Over the week, the group also visited SEZ City of Knowledge, a 300-acre campus that initially belonged to the U.S. Army during America’s control of the Canal Trade Zone. The area was eventually turned over to the Panamanian government and a private organization, which ultimately created a campus that includes an entrepreneurship accelerator and an innovation hub to bring scientists, academics and other business people together in one community. The SEZ also has residential apartments and homes for those working in the community.
In addition to learning about entrepreneurship and real estate development in Panama, the class also visited two of the Canal Locks, the Gatun Locks and the Cocoli Locks, newly expanded locks that were completed in 2014 in order to maximize the size of ships, cruises and sail boats that are able to cross the Canal. The class included two engineers, who both taped a cruise ship and shipping vessel passing through the lock and being raised and lowered through the use of gates to help the ship go from the Pacific Ocean to the Atlantic. Others like myself timed how long the boats spent in each of the locks to confirm our analysis we had done pre-trip on how many boats can pass through the canal on a given day.

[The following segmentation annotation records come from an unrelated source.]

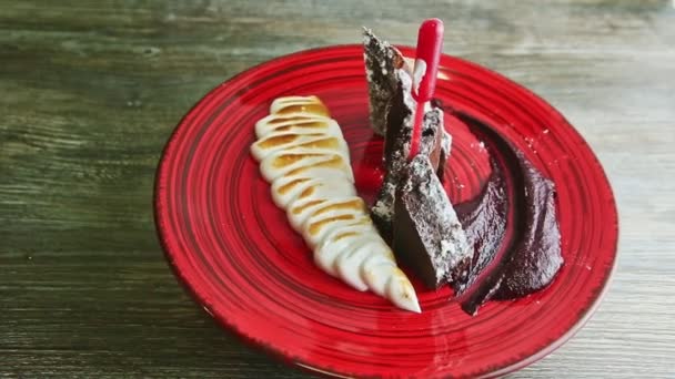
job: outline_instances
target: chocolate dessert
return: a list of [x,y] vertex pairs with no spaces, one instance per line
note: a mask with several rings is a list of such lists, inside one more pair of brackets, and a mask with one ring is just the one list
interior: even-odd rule
[[[563,265],[554,183],[492,127],[433,100],[424,107],[419,153],[411,160],[417,106],[411,69],[370,30],[364,60],[371,123],[384,136],[386,170],[371,217],[396,258],[429,288],[451,285],[470,315],[491,298],[514,299],[546,287]],[[451,144],[444,112],[491,152],[492,175],[482,193],[455,208],[442,186]]]
[[[386,170],[384,184],[372,207],[372,217],[385,240],[391,242],[395,188],[410,153],[417,103],[411,94],[411,68],[401,52],[369,29],[363,32],[363,49],[371,126],[375,133],[384,135]],[[435,104],[425,107],[422,127],[420,153],[431,158],[434,171],[437,170],[442,178],[452,140],[443,126],[443,112]]]
[[406,166],[394,207],[396,257],[429,288],[464,281],[472,252],[429,157],[420,154]]
[[[466,281],[453,287],[462,309],[475,315],[491,298],[527,296],[553,281],[563,265],[561,234],[553,181],[491,126],[464,113],[453,114],[491,141],[493,156],[501,156],[501,162],[491,158],[493,172],[482,194],[455,207],[474,257]],[[513,233],[507,236],[510,223]]]

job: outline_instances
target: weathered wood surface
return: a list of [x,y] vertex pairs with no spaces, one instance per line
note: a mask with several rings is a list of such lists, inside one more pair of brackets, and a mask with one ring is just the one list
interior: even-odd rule
[[152,219],[160,152],[234,73],[357,42],[362,24],[412,44],[430,16],[446,21],[446,52],[558,107],[618,201],[608,296],[513,377],[675,377],[674,7],[0,0],[0,377],[305,377],[222,331],[177,284]]

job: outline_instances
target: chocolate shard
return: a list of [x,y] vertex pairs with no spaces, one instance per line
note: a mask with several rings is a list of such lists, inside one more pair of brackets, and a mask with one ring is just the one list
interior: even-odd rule
[[[404,92],[402,92],[404,93]],[[404,109],[404,107],[400,107]],[[401,114],[395,114],[390,120],[401,120]],[[392,124],[387,129],[385,142],[385,167],[386,175],[377,198],[371,209],[371,216],[384,239],[392,240],[392,221],[394,218],[394,197],[397,184],[403,180],[407,165],[407,154],[412,137],[412,113],[404,112],[399,124]],[[429,157],[434,171],[440,171],[440,162],[444,160],[441,154],[442,134],[439,133],[443,125],[443,112],[437,109],[430,110],[424,115],[422,124],[422,140],[420,155]]]
[[464,281],[472,250],[427,156],[405,167],[396,188],[393,248],[429,288]]
[[379,39],[367,28],[363,28],[363,61],[369,83],[371,126],[375,133],[384,135],[387,107],[401,84],[400,78],[410,78],[411,68],[396,48]]

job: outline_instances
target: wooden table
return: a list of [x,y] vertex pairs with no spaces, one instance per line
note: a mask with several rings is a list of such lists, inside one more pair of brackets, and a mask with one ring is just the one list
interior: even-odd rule
[[523,83],[576,125],[618,202],[608,296],[514,377],[674,378],[674,7],[0,0],[0,377],[305,377],[221,330],[178,285],[152,218],[162,146],[236,72],[359,42],[362,24],[413,44],[435,16],[447,53]]

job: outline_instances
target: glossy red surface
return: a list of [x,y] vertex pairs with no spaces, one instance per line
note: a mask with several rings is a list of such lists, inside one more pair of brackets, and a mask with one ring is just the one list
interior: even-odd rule
[[[403,49],[407,55],[411,49]],[[530,297],[475,317],[449,288],[414,280],[423,313],[399,310],[325,275],[276,208],[249,146],[282,95],[319,95],[341,124],[359,191],[381,181],[382,141],[367,125],[360,45],[311,50],[255,66],[211,91],[181,121],[157,176],[155,221],[175,274],[215,319],[286,360],[340,376],[497,376],[551,352],[591,316],[615,260],[617,216],[590,147],[544,101],[476,64],[443,57],[436,98],[493,125],[557,186],[565,265]],[[490,174],[481,141],[454,135],[447,192],[476,195]]]

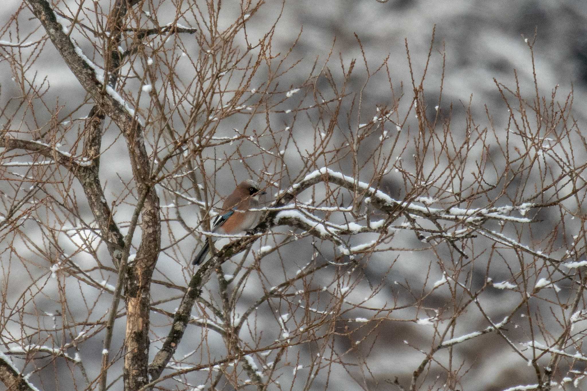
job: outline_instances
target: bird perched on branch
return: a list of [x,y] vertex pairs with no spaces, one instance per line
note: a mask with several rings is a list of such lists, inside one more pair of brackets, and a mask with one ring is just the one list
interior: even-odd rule
[[[259,184],[254,181],[241,182],[224,201],[222,212],[214,217],[211,232],[232,235],[254,227],[259,222],[261,212],[249,209],[259,208],[259,196],[265,193],[259,190]],[[209,250],[210,241],[206,240],[192,264],[199,264]]]

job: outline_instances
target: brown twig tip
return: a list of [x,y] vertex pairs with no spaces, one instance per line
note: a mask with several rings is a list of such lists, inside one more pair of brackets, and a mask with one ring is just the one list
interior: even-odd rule
[[0,388],[582,387],[583,86],[538,58],[566,41],[455,62],[377,1],[336,39],[286,2],[6,9]]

In addition to viewing the two locks, the group also visited Manzanillo International Terminal (MIT), a shipping and loading area located near the Atlantic opening of the canal. Various managers at the terminal gave a series of lectures to the class on its operation, while the group also took a bus tour to see how various shipping containers were moved and loaded onto ships.

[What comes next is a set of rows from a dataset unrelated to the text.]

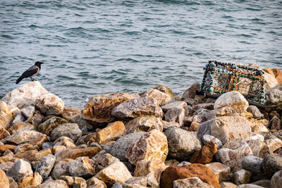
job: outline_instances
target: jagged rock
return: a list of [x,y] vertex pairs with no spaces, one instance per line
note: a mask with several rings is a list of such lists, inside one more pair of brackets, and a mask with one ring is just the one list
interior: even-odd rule
[[164,113],[156,99],[140,97],[120,104],[114,108],[111,115],[119,119],[137,118],[145,115],[162,118]]
[[166,168],[166,165],[159,160],[141,160],[137,163],[134,176],[146,177],[149,186],[159,187],[161,173]]
[[174,180],[193,177],[197,177],[202,182],[216,188],[221,187],[219,178],[212,170],[204,165],[197,163],[166,168],[161,177],[160,187],[172,188]]
[[125,161],[126,151],[130,145],[136,140],[138,140],[145,132],[135,132],[126,134],[116,141],[109,149],[105,148],[111,155],[118,158],[122,161]]
[[221,95],[214,103],[214,109],[230,107],[241,113],[245,111],[249,103],[238,92],[229,92]]
[[241,159],[242,168],[255,173],[261,174],[264,172],[262,169],[262,163],[264,159],[262,158],[254,156],[247,156]]
[[168,152],[166,136],[159,130],[152,130],[131,144],[125,157],[133,165],[142,159],[157,159],[164,162]]
[[224,144],[234,138],[247,140],[251,136],[249,121],[240,116],[219,117],[202,123],[197,130],[198,138],[204,134],[211,134]]
[[94,134],[93,137],[90,139],[89,144],[92,142],[104,144],[118,137],[122,136],[125,133],[125,127],[121,121],[116,121],[109,123],[108,126]]
[[192,163],[201,164],[209,163],[212,162],[218,149],[219,146],[214,141],[211,141],[201,149],[196,151],[190,158],[190,162]]
[[51,138],[53,141],[61,137],[68,137],[74,142],[81,137],[82,131],[76,123],[64,123],[58,125],[51,132]]
[[163,124],[159,118],[153,115],[142,115],[130,120],[125,124],[126,133],[144,131],[149,132],[152,130],[163,131]]
[[220,182],[231,180],[231,169],[229,166],[218,162],[206,164],[206,165],[217,175]]
[[123,163],[116,162],[103,168],[95,177],[111,187],[116,182],[128,180],[132,175]]
[[188,160],[192,153],[201,149],[201,142],[191,132],[173,127],[164,134],[168,142],[168,156],[171,158]]
[[7,171],[7,175],[13,177],[16,182],[27,174],[33,173],[30,164],[25,160],[19,159]]
[[92,123],[112,122],[114,120],[114,117],[111,115],[113,109],[121,103],[137,97],[126,93],[92,96],[83,108],[82,117]]

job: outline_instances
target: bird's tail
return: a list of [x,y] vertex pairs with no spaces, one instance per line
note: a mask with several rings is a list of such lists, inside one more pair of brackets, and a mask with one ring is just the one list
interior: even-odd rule
[[23,77],[23,75],[21,75],[19,78],[18,78],[17,81],[16,81],[16,84],[18,84],[20,81],[22,81],[23,79],[24,79],[25,77]]

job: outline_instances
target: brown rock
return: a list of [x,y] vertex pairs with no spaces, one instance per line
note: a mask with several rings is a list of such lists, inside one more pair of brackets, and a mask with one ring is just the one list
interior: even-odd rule
[[219,146],[214,141],[211,141],[204,145],[200,150],[195,152],[190,158],[190,162],[192,163],[201,164],[209,163],[212,162],[213,157],[218,149]]
[[160,187],[172,188],[173,181],[192,177],[199,177],[202,182],[220,188],[219,177],[207,166],[202,164],[192,164],[167,168],[161,177]]
[[87,148],[75,148],[75,149],[65,149],[59,151],[55,154],[57,160],[63,158],[75,159],[80,156],[93,157],[96,153],[100,151],[99,147],[87,147]]
[[110,123],[115,118],[111,115],[112,110],[121,103],[136,98],[126,93],[107,94],[92,96],[82,111],[84,119],[92,123]]
[[124,134],[125,132],[125,127],[123,122],[116,121],[109,123],[106,127],[93,135],[89,140],[89,144],[92,142],[97,142],[99,144],[105,143]]

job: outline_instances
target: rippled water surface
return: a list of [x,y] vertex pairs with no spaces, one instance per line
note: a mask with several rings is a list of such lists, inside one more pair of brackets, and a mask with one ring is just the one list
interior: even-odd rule
[[212,59],[282,70],[281,37],[281,1],[1,0],[0,98],[36,61],[68,106],[160,84],[180,94]]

While the course featured extensive academic excursions, the group also bonded by exploring Panama’s nightlife. Three students, including myself, searched the various casinos in downtown Panama City for an open craps table after a lesson from Prof. Chernoff. Unsurprisingly, we had also been students in Prof. Chernoff’s Operations in Entertainment: Las Vegas course this past January. After failing to convince the Casino staff at Marriott Sortis, our hotel during the final two nights of the trip to open the Craps table, the team had to settle on Canal 21 Blackjack, Panama’s version of blackjack which has some slight variations of the traditional game played in Vegas. It was not the most successful gambling adventure, but on the final night of the trip, I managed to make back my early trip losses, though we did have to surrender 5.5% of our chips to the casino as part of a nationwide tax.
Overall, this trip brought together a wide range of topics in strategy and real estate, and it showed us what’s possible if you just look where others haven’t. Operations in Panama was an education in the possible. The weather wasn’t bad either.